Tout le long de la saison, 24 fait preuve d'une très forte réactivité. Outre les intrigues dont l'objectif change ou dont la résolution fait émerger de nouvelles intrigues, ce sont les personnages qui sont soumis à un régime très intéressant. Un personnage auparavant secondaire peut subitement devenir principal à des moments où les tensions se resserrent et nécessitent qu'un protagoniste montre des capacités ou des connaissances insoupçonnées. Et ce petit système, s'il est généralement contenu aux petites intrigues satellites, offre une véritable souplesse à la série et nous conditionne à questionner en permanence le moindre indice, un plan sur un téléphone, un regard plissé. De ce point de vue là, 24 joue énormément sur les faux-semblants, sur les intentions cachées des personnages. On est maintenu dans un état de tension permanent - ce que les cliffhanger multiples au sein même de l'épisode ne font qu'accentuer.

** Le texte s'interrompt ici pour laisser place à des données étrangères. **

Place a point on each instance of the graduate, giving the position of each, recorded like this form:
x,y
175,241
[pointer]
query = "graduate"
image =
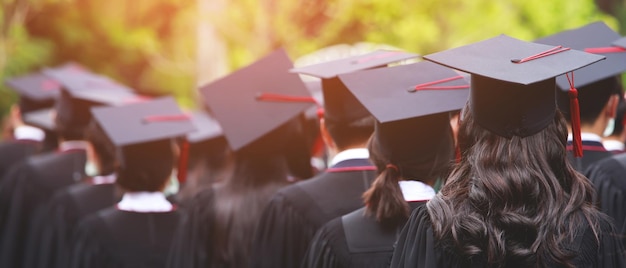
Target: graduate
x,y
50,246
614,135
209,157
514,200
36,92
296,212
412,149
27,187
259,108
137,231
598,85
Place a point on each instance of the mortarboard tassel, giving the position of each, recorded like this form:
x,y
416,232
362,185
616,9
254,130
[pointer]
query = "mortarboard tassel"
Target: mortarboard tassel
x,y
604,50
429,85
574,117
184,148
318,144
182,162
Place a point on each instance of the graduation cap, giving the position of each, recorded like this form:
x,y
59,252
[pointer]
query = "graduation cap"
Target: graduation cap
x,y
42,118
36,91
339,104
142,132
597,82
158,119
82,90
513,82
257,99
411,105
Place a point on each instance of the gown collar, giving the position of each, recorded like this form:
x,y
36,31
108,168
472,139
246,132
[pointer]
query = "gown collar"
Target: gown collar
x,y
73,145
356,153
613,145
29,133
145,202
416,191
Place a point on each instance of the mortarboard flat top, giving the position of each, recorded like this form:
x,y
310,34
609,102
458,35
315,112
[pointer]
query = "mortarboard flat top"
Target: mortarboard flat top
x,y
510,97
43,118
493,58
143,122
587,38
84,85
315,89
35,86
620,42
206,127
234,102
334,68
389,93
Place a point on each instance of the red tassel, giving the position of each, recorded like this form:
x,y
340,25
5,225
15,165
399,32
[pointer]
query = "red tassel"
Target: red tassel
x,y
575,117
604,50
182,162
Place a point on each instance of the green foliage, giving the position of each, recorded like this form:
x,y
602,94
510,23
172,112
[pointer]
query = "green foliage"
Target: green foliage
x,y
424,26
150,45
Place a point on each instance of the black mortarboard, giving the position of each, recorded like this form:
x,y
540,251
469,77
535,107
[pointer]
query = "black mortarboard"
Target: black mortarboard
x,y
513,81
36,91
597,82
411,104
254,100
158,119
82,90
315,89
339,104
42,118
207,127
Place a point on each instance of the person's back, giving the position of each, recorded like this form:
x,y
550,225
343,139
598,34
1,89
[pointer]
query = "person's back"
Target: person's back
x,y
598,88
296,212
264,136
513,200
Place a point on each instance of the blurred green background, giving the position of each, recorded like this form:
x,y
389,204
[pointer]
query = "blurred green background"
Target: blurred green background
x,y
171,46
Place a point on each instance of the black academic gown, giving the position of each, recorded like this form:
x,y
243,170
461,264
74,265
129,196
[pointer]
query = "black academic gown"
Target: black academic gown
x,y
115,238
592,152
24,194
14,151
51,246
354,240
608,177
417,247
296,212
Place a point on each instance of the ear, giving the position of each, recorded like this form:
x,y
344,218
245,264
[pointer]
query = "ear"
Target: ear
x,y
328,140
610,109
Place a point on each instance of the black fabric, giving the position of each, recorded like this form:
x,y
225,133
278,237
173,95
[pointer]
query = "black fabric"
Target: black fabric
x,y
417,247
607,177
592,152
296,212
116,238
50,246
14,151
23,196
354,240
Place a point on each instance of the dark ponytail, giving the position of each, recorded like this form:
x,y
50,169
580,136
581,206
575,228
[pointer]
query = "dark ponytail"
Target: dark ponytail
x,y
384,198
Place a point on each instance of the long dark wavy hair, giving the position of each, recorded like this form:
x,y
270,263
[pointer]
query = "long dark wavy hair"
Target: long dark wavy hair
x,y
513,202
261,169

De plus, le dynamisme du réseau est entretenu par des ponts constants entre les différents espaces/intrigues. La série joue de rencontres/séparations, de collisions (rapprochement, choc, éloignement) où s'échangent des informations, se redistribuent les cartes et les hommes, se mêlent les enjeux de chaque personnage, où se dévoilent les natures profondes et la vérité des relations humaines.
Du fait de l'ambition du temps réel, l'espace physique devient lui-même réel : à une distance correspond un certain temps, un temps humain de déplacement, la lourdeur physique du corps tangible. L'espace est "solide" en même temps qu'étendu et il faut le renfort des télécommunications pour le tordre, provoquer et augmenter les rencontres, les échanges : téléphones, satellites, ordinateurs sont en permanence à l'écran. C'est le temps mis à l'épreuve, le temps vécu et vaincu tout à la fois, l'homme s'adaptant aux nouveaux enjeux d'une société nouvelle informatique, l'homme virtualisé, l'homme-téléphone. Avoir telles informations à tel moment, en mesurer la pertinence, élaborer une réponse adaptée - et le tout dans un univers qui change en permanence, et de plus en plus vite.

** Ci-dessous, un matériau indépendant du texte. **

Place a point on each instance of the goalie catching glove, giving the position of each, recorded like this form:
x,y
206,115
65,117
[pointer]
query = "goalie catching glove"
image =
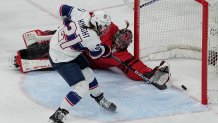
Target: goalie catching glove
x,y
122,39
160,76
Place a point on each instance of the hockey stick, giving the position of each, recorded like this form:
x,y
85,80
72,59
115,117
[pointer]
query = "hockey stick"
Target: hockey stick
x,y
146,80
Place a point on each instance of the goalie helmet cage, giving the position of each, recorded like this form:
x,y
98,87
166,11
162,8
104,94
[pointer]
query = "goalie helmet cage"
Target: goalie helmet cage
x,y
166,29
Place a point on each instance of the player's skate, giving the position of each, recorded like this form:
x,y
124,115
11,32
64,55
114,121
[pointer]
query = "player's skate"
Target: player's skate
x,y
58,116
160,76
105,103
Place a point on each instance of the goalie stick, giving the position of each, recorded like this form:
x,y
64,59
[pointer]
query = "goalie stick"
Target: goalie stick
x,y
146,80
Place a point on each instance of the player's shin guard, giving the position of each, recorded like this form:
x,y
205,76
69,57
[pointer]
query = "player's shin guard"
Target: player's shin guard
x,y
104,102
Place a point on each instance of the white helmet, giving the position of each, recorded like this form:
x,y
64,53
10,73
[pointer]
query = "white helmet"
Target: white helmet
x,y
101,20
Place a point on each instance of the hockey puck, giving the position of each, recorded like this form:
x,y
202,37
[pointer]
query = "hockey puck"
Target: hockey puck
x,y
184,87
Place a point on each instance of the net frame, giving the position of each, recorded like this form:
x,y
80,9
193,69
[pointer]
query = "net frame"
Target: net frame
x,y
204,53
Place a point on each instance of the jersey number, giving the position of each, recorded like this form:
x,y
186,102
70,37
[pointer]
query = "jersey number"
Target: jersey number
x,y
68,37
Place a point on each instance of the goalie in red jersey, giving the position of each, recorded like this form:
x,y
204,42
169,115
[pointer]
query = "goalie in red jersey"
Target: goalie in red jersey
x,y
117,40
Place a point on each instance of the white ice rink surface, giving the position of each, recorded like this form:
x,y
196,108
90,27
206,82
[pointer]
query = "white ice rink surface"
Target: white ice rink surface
x,y
34,96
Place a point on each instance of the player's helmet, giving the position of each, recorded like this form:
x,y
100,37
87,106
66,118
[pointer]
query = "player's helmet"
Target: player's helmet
x,y
101,21
122,39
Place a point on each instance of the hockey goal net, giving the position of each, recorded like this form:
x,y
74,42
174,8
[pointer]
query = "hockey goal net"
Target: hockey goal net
x,y
165,29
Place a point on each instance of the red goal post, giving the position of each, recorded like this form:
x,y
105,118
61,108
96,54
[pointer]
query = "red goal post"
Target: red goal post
x,y
184,28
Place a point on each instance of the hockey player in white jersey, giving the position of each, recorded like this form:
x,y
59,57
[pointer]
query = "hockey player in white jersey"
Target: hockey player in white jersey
x,y
79,32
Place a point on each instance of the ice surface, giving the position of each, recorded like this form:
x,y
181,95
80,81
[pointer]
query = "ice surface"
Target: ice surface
x,y
33,97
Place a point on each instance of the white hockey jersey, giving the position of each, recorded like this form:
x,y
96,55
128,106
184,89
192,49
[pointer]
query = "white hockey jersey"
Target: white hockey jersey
x,y
72,38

Et en effet, par excellence, le réseau est une forme instable (enfin, à la fois stable et instable). Le réseau est stable si on le regarde d'en haut, parce qu'une torsion à l'endroit d'un noeud est amortie par le maillage qui n'est que légèrement infléchi. Il est instable si on se place à l'échelle de l'individu, justement parce qu'une torsion à un endroit semble entraîner tout avec elle. Il n'y a pas de linéarité. Tout déterminisme est proscrit, ce qui semble logique ou évident est perturbé par les évènements extérieurs ayant eux-mêmes leur propre logique. On se trouve finalement dans un beau chaos où agir ne permet que d'influer sur le cours des choses, pas de le changer de but en blanc.

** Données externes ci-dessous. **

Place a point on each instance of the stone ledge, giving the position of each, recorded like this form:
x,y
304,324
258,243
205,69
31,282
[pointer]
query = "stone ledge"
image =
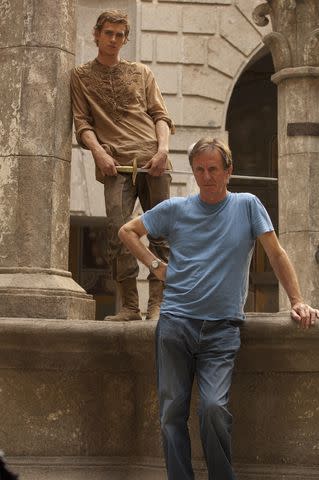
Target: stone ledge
x,y
270,338
118,468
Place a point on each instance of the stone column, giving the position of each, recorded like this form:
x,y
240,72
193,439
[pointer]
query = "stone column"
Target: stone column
x,y
294,44
37,54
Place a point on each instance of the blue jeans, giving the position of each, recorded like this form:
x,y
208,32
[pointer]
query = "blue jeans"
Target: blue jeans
x,y
185,347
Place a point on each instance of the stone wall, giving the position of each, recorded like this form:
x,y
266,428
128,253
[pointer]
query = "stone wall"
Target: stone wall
x,y
79,401
197,51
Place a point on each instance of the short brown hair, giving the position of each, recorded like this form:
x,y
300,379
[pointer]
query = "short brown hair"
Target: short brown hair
x,y
209,144
113,16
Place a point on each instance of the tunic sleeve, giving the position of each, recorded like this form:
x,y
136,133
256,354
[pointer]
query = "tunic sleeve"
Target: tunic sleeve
x,y
83,119
155,104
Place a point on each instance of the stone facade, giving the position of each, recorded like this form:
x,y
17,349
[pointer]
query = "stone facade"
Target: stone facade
x,y
198,51
79,396
35,148
80,401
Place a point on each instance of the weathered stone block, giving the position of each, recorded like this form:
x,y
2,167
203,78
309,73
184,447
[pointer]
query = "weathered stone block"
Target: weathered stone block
x,y
202,112
236,29
37,24
209,2
37,114
174,105
9,200
166,78
41,234
194,49
223,57
161,17
185,136
300,212
199,19
168,48
301,247
297,102
147,47
205,82
247,7
87,195
86,393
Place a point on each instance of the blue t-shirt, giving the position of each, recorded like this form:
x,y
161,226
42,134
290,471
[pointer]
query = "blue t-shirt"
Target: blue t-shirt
x,y
210,252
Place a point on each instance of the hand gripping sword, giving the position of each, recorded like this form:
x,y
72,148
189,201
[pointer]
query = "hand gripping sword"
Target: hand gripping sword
x,y
134,170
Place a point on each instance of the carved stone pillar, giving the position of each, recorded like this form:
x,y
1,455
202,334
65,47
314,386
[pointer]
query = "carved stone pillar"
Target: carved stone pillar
x,y
294,45
37,54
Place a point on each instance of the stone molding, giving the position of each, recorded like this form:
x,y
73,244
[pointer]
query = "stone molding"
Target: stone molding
x,y
110,468
71,383
295,72
295,37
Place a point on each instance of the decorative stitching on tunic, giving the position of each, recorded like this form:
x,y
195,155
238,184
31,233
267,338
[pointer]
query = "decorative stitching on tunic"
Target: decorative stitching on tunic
x,y
114,89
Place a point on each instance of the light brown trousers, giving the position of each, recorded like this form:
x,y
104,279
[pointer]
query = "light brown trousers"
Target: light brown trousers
x,y
120,197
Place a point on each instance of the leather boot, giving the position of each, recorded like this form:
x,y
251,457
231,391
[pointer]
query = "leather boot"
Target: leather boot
x,y
155,299
129,310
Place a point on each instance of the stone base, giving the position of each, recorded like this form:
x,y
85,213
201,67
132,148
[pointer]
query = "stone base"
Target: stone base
x,y
27,293
101,468
80,401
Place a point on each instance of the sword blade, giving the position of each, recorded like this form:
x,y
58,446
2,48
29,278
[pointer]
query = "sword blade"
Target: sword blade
x,y
129,169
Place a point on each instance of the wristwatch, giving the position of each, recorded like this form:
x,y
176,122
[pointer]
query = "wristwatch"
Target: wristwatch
x,y
155,264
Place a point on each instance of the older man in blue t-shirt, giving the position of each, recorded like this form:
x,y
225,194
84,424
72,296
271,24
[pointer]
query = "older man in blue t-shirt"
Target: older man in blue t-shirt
x,y
211,238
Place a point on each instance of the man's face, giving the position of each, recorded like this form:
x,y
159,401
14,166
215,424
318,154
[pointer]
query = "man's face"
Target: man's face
x,y
210,175
111,38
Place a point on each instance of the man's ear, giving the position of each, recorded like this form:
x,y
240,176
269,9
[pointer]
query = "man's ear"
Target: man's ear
x,y
96,35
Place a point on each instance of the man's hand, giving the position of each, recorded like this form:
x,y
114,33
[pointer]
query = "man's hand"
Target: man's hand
x,y
160,272
104,162
157,164
304,314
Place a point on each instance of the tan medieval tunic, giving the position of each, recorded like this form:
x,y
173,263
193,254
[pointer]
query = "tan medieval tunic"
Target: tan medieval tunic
x,y
121,104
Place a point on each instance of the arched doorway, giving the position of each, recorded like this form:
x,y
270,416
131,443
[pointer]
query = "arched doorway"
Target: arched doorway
x,y
252,126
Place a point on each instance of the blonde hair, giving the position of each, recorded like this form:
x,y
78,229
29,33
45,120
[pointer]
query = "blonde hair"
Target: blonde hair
x,y
113,16
209,144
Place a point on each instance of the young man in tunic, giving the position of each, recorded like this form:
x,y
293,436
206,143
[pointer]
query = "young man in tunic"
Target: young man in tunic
x,y
211,237
119,114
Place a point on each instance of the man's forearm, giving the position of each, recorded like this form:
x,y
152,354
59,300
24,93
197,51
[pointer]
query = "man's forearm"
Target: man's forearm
x,y
162,135
136,247
130,234
287,276
89,139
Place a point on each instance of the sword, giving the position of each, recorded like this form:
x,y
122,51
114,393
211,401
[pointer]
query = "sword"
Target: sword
x,y
135,170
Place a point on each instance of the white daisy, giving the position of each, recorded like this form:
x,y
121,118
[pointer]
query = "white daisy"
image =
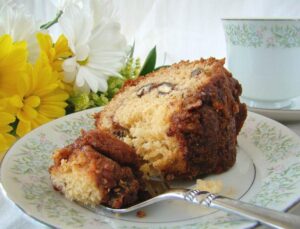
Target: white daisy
x,y
99,48
20,26
61,5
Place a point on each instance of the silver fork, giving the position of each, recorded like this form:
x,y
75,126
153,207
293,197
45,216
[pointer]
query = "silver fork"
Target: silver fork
x,y
160,192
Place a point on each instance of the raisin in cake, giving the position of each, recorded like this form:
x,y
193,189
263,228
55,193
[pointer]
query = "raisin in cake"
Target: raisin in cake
x,y
182,120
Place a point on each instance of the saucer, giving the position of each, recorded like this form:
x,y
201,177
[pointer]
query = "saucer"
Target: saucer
x,y
286,114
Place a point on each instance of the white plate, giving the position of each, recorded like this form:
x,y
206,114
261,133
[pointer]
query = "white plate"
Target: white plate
x,y
267,173
286,114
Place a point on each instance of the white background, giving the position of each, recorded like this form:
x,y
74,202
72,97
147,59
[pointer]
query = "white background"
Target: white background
x,y
181,29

A l'idée d'individus libres de leurs actes se substitue celle d'individus contraints, pris entre une multitude de tensions, et dont le salut ne peut naître que d'une faculté d'adaptation qui dépasse les codes et les protocoles et met à l'épreuve les relations de confiance.
Au final, la modernité selon 24, c'est peut-être bien de capter par le split-screen la simultanéité d'espaces différents, parallèles, qui se croisent parfois. C'est très probablement aussi cette solitude que le réseau tempère autant qu'il l'avive, cette sensation d'être relié à quelque chose autant que de ne sentir que des présences fugaces et des moments de doute (d'avoir été abandonné). C'est cette double identité de l'homme que d'être présent et absent, des hommes que d'être ensemble et séparés au même moment.